Sollte die französische Sozialdemokratie, mit oder ohne die übrigen Linksparteien, nunmehr auch die Parlamentswahlen im nächsten Jahr gewinnen, so hat sie dann eine Ausrede weniger – dass sie progressive Reformen aufgrund eines Mangels an Mehrheiten in beiden Kammern nicht vornehmen könne. Zwar hat im Streitfalle zwischen Nationalversammlung und Senat in der Regel Erstere, also das „Unterhaus“, das letzte Wort. Allerdings bedeutet dies bei Konflikten erhebliche Zeitverzögerungen, da, bevor es zu einer Entscheidung per Kampfabstimmung kommt, Vermittlungsausschüsse zwischen beiden Kammern gebildet und Kompromissmöglichkeiten darin erörtert werden müssen. Und bei Beschlüssen, die Verfassungsänderungen beinhalten oder aber dem Volk bei einem Referendum zur Abstimmung vorgelegt werden sollen, benötigt das Regierungslager unabdingbar eine Mehrheit in beiden Teilen des Parlaments.
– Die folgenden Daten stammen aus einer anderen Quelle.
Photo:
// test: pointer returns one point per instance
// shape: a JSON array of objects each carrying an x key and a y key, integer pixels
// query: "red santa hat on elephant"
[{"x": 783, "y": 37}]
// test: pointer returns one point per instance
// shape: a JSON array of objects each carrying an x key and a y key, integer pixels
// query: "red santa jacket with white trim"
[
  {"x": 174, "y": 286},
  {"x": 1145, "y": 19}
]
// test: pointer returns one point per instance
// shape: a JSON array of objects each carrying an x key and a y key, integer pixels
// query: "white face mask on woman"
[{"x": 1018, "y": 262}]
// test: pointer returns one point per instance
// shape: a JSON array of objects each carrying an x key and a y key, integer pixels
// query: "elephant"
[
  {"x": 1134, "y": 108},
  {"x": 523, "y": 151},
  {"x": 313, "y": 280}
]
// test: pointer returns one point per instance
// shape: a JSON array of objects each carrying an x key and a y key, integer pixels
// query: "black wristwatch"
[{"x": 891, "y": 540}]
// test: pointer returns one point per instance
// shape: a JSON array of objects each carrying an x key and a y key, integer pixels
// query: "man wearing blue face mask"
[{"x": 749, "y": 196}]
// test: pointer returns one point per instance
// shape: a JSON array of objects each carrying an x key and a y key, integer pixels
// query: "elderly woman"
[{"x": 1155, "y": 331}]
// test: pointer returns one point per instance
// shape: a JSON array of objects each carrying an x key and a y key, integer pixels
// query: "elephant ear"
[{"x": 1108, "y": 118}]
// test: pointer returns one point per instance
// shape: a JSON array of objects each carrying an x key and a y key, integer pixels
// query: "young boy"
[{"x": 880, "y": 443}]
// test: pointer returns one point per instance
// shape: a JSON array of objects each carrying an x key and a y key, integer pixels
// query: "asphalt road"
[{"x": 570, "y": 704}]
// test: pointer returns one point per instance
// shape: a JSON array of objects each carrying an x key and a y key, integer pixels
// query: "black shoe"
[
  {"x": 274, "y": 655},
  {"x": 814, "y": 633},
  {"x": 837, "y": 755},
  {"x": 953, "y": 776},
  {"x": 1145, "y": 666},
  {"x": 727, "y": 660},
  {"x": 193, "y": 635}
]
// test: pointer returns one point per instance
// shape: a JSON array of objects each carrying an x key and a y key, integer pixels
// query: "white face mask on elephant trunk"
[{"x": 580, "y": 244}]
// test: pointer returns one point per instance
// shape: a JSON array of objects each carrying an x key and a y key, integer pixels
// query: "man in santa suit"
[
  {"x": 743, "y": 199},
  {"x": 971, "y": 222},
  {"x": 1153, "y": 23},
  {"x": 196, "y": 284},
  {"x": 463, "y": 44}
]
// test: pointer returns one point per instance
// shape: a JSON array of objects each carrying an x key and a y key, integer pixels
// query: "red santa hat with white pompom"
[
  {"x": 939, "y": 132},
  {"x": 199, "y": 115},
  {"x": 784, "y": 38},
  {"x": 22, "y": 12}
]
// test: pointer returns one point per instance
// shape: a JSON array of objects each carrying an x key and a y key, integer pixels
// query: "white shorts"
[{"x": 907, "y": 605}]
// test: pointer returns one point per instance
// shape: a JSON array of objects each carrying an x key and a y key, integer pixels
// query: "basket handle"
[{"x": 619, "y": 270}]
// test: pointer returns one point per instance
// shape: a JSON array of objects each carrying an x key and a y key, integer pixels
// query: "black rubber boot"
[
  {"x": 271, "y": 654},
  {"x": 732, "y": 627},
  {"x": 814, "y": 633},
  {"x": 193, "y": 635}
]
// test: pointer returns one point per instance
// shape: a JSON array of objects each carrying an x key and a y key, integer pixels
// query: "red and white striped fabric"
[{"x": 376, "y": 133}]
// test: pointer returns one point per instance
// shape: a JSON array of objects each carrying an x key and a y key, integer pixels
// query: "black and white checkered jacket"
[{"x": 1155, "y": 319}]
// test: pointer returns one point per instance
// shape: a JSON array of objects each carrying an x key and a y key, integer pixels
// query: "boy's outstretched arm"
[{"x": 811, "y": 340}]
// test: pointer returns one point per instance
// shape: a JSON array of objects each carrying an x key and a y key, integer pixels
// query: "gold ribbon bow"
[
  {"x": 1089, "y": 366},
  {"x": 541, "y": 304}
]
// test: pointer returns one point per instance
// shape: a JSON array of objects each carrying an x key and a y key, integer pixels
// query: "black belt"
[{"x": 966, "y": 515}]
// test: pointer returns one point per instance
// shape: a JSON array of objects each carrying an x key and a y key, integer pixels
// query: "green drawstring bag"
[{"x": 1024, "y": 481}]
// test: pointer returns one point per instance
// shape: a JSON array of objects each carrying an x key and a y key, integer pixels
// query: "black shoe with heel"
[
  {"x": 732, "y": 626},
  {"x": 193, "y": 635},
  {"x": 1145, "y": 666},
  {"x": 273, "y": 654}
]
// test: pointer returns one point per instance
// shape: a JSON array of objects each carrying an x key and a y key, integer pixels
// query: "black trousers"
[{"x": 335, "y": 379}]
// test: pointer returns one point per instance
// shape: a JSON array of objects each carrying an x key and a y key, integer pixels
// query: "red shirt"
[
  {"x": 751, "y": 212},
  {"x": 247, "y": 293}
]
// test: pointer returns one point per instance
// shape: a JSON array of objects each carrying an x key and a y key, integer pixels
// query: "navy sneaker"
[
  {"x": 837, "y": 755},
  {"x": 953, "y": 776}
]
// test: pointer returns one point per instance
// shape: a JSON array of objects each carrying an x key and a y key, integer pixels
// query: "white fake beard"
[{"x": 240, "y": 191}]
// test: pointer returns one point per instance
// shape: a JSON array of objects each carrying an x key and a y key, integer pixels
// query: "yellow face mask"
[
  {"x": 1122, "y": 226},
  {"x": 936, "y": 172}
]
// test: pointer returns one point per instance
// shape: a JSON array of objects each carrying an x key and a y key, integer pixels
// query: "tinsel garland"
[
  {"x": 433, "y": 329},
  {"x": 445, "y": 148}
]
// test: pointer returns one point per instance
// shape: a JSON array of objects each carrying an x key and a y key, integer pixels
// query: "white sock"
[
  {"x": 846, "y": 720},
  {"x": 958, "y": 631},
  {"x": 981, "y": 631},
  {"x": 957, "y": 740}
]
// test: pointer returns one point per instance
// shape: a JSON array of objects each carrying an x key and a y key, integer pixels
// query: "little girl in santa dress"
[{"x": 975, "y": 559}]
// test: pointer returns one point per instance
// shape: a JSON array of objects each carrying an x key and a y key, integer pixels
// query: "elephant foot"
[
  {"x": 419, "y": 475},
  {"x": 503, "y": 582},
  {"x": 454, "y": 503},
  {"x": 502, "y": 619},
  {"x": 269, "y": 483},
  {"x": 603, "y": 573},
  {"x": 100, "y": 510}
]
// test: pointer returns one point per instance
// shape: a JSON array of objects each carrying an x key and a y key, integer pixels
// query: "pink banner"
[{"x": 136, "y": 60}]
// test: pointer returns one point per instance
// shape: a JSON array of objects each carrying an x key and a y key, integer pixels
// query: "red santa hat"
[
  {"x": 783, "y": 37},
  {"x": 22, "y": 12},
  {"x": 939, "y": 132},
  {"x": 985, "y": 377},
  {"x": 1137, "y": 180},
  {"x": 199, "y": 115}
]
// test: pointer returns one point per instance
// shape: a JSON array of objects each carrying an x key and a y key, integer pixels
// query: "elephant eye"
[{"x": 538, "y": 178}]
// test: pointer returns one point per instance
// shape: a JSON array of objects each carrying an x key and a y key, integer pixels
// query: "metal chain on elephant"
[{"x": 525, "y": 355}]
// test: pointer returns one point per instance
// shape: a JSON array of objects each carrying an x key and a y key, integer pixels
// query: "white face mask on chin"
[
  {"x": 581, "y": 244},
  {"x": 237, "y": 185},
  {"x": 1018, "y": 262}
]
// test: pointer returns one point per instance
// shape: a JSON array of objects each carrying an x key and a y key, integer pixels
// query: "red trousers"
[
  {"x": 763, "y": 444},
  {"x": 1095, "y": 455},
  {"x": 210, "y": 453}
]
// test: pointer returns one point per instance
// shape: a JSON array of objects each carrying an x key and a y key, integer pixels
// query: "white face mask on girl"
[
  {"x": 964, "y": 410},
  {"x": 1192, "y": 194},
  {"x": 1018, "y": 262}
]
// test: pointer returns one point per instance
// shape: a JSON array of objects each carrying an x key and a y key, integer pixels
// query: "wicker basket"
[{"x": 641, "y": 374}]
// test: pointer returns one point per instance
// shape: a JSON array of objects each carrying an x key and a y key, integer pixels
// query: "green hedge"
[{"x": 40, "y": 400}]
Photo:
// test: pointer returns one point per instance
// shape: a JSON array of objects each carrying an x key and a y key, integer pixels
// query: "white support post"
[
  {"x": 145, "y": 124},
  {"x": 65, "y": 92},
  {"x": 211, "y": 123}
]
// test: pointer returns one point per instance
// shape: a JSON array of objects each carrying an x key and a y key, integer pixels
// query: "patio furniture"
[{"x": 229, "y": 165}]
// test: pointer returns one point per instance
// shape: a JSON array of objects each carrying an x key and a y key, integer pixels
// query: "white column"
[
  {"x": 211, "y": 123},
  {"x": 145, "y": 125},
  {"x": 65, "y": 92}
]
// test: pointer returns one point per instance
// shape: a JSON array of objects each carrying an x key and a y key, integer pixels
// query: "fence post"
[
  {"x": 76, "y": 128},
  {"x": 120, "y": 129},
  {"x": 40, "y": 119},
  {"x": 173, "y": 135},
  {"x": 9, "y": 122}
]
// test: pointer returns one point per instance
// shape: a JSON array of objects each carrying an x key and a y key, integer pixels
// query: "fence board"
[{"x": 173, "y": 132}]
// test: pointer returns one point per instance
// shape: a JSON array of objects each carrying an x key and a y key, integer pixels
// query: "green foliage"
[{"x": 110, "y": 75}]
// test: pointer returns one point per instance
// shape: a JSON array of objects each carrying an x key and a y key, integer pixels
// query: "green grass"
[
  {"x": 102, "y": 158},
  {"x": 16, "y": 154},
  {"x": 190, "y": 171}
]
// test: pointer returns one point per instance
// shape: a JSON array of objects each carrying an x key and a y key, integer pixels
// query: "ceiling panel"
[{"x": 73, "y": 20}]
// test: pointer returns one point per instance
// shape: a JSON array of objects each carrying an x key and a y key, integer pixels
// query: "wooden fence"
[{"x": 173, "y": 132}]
Im Jahr 2000 hatte die damalige linke Regierungskoalition so das Wahlrecht für „Ausländer/innen“, also in Wirklichkeit für dauerhaft in Frankreich wohnhafte Einwanderer, in der Nationalversammlung beschlossen. Die stillschweigend dagegen opponierenden Politiker innerhalb des sozialdemokratischen Lagers hatten sich damals bequem darauf ausruhen können, dass dieser – in erster Lesung durch das „Unterhaus“ angenommene – Entwurf im Senat ohnehin keine Mehrheit finden würde. Aus diesem Grunde wurde die Vorlage gar nicht erst zur Debatte im Senat eingereicht, sondern blieb seitdem unangetastet in den Schubladen liegen. Aber falls die Sozialdemokratie im kommenden Frühjahr eine Mehrheit in der Nationalversammlung gewinnt, dann kommt diese zu einer bestehenden „linken“ Mehrheit im Senat hinzu. Bislang bestehende strukturelle Blockaden entfallen dann als Ausrede.